My son, El Punko tried for a few years to convert me to Nano.  To be honest, I thought the idea was madness because of the time frame – 50,000 words in 30 days.  My writing has to percolate to mature, which in itself is a drag, but not all of us are born with genius.  The trouble here was that I confused writing with editing.

A few years ago, Nano came during the semester of my MA when we were doing the novel.  The tutor presented structure like a cake recipe – follow this outline and you have great literature.  Since I don’t cook, I should’ve had better sense, but I thought, okay, take her recipe and do Nano.

There was a wonderful madness about that first year.  A word count goal, a map to get me there, friends who were running the same marathon.  Intrinsic to the madness, however, is discipline.  Like a marathon runner, you cannot stop to pet a dog or watch the buzzards fly over the copse.  You have to run. 

So for a writer, that means you cannot stop and rewrite a phrase to make it brilliant.  You cannot stop to research the correct colour of a room on the other side of the world or look up mythology or even the spelling of a foreign language phrase.  You mainline your creativity into words.  If you have two or three separate ways that a scene can go, you don’t stop to analyse; you write both of them.

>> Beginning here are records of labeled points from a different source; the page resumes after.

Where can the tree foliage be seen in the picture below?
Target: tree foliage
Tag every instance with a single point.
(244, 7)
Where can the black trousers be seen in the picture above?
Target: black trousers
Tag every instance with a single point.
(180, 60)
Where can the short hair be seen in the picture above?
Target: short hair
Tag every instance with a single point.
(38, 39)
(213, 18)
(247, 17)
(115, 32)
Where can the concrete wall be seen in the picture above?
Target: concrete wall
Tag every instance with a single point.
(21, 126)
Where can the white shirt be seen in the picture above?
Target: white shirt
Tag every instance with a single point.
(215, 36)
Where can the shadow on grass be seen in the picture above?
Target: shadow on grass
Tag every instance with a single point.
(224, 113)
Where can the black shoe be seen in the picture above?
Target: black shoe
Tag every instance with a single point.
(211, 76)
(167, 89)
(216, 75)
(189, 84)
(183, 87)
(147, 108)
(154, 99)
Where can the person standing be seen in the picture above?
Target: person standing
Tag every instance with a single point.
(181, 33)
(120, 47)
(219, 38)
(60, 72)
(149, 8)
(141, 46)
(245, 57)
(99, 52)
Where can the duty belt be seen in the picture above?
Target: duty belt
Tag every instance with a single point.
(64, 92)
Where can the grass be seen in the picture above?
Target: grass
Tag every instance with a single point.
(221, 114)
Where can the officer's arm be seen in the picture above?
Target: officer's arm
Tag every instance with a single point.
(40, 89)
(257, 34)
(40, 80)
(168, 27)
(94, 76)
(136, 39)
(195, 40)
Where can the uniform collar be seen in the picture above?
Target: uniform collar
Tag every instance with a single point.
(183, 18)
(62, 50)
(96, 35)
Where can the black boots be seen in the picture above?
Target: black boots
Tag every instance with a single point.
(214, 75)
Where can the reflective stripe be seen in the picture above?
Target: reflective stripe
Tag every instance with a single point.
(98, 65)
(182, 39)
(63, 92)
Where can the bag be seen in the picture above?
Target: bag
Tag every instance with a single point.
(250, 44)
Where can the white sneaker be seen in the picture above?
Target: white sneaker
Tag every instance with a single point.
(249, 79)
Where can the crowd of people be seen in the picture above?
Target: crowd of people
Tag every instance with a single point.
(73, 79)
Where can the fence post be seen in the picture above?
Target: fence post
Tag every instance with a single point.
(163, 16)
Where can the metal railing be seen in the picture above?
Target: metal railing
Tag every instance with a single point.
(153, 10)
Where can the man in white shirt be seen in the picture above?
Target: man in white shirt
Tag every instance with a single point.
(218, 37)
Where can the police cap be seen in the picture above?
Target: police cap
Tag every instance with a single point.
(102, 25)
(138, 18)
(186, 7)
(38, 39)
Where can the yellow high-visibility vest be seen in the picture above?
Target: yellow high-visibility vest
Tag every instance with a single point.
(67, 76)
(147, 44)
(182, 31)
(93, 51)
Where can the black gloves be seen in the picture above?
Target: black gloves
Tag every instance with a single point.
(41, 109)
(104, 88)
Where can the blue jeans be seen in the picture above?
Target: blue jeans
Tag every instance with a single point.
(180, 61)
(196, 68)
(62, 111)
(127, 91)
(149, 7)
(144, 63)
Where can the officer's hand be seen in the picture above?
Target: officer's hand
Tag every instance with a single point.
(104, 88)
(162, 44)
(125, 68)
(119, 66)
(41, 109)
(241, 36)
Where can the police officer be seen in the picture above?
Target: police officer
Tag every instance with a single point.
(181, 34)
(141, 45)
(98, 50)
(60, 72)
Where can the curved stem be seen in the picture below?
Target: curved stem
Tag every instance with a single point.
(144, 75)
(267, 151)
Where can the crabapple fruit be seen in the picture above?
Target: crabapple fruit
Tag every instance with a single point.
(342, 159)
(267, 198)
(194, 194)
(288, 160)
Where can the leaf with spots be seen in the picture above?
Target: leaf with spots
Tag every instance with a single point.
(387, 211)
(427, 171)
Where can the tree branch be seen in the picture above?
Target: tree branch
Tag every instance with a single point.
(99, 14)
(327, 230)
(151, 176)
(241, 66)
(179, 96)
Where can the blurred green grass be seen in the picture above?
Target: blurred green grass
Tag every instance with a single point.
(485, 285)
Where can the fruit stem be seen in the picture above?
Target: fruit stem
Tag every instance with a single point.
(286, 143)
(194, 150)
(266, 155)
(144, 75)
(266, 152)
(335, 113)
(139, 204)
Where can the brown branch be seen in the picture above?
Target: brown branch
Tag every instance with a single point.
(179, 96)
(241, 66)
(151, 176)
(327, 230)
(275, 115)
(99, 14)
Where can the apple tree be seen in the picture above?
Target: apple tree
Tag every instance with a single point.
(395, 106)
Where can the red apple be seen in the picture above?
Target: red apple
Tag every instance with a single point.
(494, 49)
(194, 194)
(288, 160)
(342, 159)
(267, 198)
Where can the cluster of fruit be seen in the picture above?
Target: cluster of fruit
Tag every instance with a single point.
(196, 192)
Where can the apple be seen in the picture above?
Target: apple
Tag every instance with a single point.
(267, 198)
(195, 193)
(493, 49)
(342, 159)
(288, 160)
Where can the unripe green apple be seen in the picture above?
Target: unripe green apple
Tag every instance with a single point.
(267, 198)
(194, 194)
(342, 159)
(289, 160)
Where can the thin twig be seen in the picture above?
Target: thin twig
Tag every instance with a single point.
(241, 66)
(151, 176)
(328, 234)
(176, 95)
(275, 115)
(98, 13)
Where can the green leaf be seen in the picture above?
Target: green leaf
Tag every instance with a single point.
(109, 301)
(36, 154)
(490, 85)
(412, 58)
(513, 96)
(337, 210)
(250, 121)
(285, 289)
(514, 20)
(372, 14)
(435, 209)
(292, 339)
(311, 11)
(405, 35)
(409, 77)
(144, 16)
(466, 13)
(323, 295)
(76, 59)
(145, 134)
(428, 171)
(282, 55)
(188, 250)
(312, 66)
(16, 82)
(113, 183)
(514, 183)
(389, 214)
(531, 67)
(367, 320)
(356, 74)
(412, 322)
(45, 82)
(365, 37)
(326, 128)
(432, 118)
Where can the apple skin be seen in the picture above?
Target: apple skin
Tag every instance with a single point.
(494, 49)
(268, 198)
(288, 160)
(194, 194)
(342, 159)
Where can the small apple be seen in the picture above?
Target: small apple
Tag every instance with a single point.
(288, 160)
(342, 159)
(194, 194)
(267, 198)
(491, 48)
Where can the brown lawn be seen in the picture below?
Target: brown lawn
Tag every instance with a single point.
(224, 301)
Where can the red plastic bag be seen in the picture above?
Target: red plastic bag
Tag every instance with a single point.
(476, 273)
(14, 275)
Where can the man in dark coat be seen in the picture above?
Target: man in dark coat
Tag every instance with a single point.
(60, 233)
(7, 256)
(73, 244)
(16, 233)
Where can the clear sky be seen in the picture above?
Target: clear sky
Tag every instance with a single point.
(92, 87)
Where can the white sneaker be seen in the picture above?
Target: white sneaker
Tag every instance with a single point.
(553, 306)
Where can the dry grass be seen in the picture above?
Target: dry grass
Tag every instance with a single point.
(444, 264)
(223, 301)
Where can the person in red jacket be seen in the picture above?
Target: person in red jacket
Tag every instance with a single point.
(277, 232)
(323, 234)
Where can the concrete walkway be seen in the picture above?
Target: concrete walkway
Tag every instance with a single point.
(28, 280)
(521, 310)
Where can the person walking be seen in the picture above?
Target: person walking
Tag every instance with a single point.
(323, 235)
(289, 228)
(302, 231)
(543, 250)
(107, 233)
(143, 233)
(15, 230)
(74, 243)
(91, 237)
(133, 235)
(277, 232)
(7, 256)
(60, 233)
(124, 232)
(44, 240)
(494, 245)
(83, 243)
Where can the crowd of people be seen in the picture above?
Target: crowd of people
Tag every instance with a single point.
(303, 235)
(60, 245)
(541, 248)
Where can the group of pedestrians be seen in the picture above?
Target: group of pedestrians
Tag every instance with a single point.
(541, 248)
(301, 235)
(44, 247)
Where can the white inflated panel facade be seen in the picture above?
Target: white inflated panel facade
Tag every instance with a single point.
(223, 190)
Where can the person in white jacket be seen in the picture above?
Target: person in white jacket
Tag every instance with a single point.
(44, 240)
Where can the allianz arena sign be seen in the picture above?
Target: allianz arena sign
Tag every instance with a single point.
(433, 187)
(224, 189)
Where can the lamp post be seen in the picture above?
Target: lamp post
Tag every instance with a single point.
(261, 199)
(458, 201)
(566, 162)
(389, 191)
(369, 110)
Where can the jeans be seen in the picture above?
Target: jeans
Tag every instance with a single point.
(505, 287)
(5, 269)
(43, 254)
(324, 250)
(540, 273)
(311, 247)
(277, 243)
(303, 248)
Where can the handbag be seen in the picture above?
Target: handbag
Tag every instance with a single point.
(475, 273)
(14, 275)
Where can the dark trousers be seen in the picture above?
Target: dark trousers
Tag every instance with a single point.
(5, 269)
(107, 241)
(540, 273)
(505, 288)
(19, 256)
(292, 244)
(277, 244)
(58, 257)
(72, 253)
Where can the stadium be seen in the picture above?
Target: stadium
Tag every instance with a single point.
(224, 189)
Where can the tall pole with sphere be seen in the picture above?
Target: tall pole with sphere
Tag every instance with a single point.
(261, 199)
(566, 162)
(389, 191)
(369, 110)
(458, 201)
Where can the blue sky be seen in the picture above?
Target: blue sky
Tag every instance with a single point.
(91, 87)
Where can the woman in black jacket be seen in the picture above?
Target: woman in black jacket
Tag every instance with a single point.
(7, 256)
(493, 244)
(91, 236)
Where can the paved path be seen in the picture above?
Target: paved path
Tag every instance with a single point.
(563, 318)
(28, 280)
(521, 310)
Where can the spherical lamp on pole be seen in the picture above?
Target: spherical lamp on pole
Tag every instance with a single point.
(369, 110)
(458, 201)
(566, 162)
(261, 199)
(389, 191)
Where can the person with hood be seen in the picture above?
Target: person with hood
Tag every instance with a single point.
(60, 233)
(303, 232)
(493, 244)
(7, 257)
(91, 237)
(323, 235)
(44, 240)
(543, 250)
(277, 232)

Perhaps it’s more like skiing than running.  Although actually, I’ve never skied.  Maybe sled (sledge) riding then, when you push yourself off the edge of a snowy slope and hope for the best during that liberating mad dash, the cold wind gnawing on your cheeks, the sled bumping up and down, maybe getting bogged in new snow or wheeeeeeeee scary speed over a patch of ice.  The freedom (and speed) comes from putting aside all the rules of grammar and good taste to say what you’ve always wanted to say in the way you want to say it even when you know that those sort of words and crap phrases and trite scenarios and shallow characters aren’t going to make it to print.  Hell’s bells, you’re writing and it is this honesty in the first draft that will lead you to something fantastic.

The clean up comes later, maybe with a cup of hot cocoa or an Irish whiskey.  But for now, open your wings, cast off your inhibitions, park your butt and write.